Lo más sorprendente fue la flácida vacuidad de la ideología de Bibi. Cuando dijo: «en Israel la paz nunca languidece», lo que quiso decir es que el sionismo, o así lo espera, nunca languidecerá. Pero su desempeño frente al mundo personificó precisamente ese languidecimiento. Es verdad que los miembros del Congreso de EE.UU. se pusieron obsequiosamente de pie y aplaudieron cuando Netanyahu se acongojó por los «dolorosos compromisos» de hacer «la paz» con los palestinos ya que: «En Judea y Samaria, el pueblo judío no es un ocupante extranjero». Pero la Asamblea General no fue tan servil.

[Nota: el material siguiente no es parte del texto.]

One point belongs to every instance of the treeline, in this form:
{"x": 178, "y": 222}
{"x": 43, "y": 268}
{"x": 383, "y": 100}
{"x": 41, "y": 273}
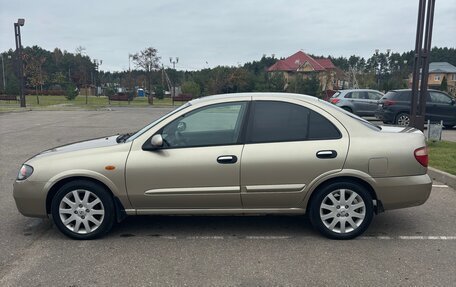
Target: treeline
{"x": 53, "y": 70}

Por cierto, Mahmud Abbas fue superior a Bibi en su argumentación y en la recepción que obtuvo. No tuvo nada que ver con carisma, una cualidad de la que jamás se podrá acusar a Abbas. Tuvo que ver con palabras. Abbas presentó el lenguaje de la oposición palestina. Al presentar las palabras: apartheid, limpieza étnica, el muro de separación racista, él, aunque solo sea de forma momentánea, calificó el proceso de Oslo como lo que es: una intensificación de la ocupación israelí que ha pulverizado la tierra y la sociedad palestina. Utilizó las mismas palabras que críticos y organizadores han empleado contra la Autoridad Palestina, su papel como subcontratista de la ocupación israelí.
Pero Bibi usó palabras viejas. Y cayeron de plano. Su aplomo, su fariseismo y su indiferencia estaban tan maduros que no recurrió a ideología o argumentos. En su desdén por la opinión internacional estuvo obsoleto y fuera de compás. Declaró la muerte de la política precisamente cuando la gente en todo el mundo (incluidos sus propios ciudadanos) sale a las calles exigiendo justicia social y económica. Pero tal vez sean esos ciudadanos los que tengan más culpa de la flacidez de la retórica de Bibi, porque no encuentran palabras para oponerse a la ocupación.
Los intentos de Bibi de continuar la vieja tradición israelí de presentar a un David fervoroso contra un Goliat árabe-musulmán-palestino muy malvado no lo llevaron a ninguna parte en las Naciones Unidas. Al contrario, el público quedó con la imagen de ese cocodrilo maligno y su insaciable apetito. Por cierto, cuesta imaginar a alguno de los predecesores de Bibi ofreciendo un anillo viejo de dos mil años con su nombre grabado como evidencia para apoyar los últimos cien años de colonialismo.
Sherene Seikaly es profesora asistente de Historia en la Universidad Americana en El Cairo y coeditora de Arab Studies Journal. Fue asociada post doctoral Qatar en la Universidad Georgetown (2007-2008) y asociada post doctoral en el Programa Medio Oriente en Europa en el Wissenschaftskolleg zu Berlin (2008-2009). Sherene es cofundadora de Jadaliyya Ezine.